Guiscard ou Wiscard (Robert), né vers 1015, mort le 16 juillet 1085, fils de Tancrède de Hauteville, seigneur normand. Les frères aînés de Robert, Guillaume Bras de Fer, Drogon, Humfroy, viennent en Italie chercher les aventures peu après 1030. Robert, plus jeune (il était né d'un second mariage), suit leur exemple vers 1047. Mal reçu par ses frères, il entre au service de Pandolfe, prince de Capoue, puis vit quelques temps de brigandages; devenu célèbre par des exploits merveilleux, il s'associe à un chevalier normand, Girard di Buon Albergo, épouse la soeur de ce seigneur nommée Advérarde et commence à se tailler une seigneurie en Calabre

En 1053, après l'assassinat de son frère Drogon, Robert Guiscard prend une part décisive à la victoire de Civitate, remportée le 18 juin sur l'armée pontificale, commandée par le pape Léon IX en personne. Les années suivantes sont employées par lui en escarmouches contre les Grecs de Calabre et Gisulfe, prince de Salerne. En 1057, il devient comte de Pouille après la mort de son frère Humfroy; en 1059, il est nommé duc de Pouille et de Calabre et futur duc de Sicile par le pape Nicolas II, à Melfi, prête serment de fidélité au saint-siège et s'engage à lui payer un tribut annuel. Ce traité réconciliait définitivement les Normands et l'Église et consacrait les prétentions de la papauté sur l'Italie méridionale. Devenu peu après beau-frère du prince de Salerne, Gisulfe, il expulse son propre frère Guillaume des terres du prince lombard. En 1068, il enlève Tarente aux Grecs, prend Reggio, et met fin à la domination byzantine dans le sud de la péninsule.
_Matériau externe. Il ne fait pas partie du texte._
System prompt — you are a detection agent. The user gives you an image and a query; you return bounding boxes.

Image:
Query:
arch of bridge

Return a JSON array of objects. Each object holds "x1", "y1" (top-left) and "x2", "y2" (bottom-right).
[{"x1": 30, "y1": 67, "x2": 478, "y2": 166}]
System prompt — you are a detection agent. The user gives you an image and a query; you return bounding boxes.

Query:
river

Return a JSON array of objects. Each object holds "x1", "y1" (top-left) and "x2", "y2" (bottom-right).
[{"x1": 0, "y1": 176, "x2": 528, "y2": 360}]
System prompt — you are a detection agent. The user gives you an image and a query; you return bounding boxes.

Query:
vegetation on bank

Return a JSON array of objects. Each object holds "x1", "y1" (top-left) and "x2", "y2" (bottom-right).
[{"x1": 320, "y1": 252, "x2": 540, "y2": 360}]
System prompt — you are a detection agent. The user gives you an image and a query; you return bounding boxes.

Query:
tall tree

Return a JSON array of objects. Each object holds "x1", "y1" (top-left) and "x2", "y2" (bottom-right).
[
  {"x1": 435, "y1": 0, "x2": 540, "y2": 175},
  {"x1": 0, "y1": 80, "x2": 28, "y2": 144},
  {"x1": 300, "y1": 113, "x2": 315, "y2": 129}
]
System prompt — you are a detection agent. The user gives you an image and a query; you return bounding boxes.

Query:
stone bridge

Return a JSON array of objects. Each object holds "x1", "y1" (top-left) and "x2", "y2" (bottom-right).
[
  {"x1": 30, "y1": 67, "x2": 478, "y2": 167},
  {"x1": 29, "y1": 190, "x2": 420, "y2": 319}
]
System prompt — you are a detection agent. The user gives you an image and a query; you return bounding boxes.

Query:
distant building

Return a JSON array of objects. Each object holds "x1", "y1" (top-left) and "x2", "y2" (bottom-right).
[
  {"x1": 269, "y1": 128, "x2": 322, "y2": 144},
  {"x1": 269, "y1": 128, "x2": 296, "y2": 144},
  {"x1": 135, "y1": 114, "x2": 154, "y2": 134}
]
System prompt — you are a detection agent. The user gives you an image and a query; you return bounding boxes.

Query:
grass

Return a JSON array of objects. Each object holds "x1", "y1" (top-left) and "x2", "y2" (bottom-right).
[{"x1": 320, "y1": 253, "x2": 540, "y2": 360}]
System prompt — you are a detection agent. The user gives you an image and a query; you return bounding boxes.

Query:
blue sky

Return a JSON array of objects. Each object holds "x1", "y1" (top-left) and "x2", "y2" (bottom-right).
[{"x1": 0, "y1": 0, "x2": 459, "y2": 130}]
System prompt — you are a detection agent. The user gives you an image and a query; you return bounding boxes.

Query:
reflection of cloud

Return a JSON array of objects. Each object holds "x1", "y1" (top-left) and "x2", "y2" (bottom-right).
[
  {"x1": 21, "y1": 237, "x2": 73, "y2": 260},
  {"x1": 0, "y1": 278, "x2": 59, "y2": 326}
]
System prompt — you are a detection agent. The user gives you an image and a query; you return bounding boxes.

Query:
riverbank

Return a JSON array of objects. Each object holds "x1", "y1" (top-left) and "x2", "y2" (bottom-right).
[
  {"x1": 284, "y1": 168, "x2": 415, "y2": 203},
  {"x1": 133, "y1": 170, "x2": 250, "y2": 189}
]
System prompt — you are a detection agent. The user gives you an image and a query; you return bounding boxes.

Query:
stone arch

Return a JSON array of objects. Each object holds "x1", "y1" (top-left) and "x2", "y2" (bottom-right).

Robert Guiscard se tourne alors vers la Sicile, qu'occupaient encore les Sarrasins; en 1061, il prend Messine et plusieurs autres forteresses du pays, mais c'est à son jeune frère Roger que revient principalement d'avoir reconquis l'île presque entière, après une rude campagne contrariée par de longues et sanglantes dissensions entre les deux chefs normands. Enfin le 16 avril 1071 , après un siège de près de trois ans, Bari, dernière ville occupée par les Grecs, ouvre ses portes à Robert. L'année suivante voit la chute de Palerme, enlevée aux Sarrasins après un long siège (20 janvier 1071), et Robert Guiscard devient duc de la majeure partie de la Sicile.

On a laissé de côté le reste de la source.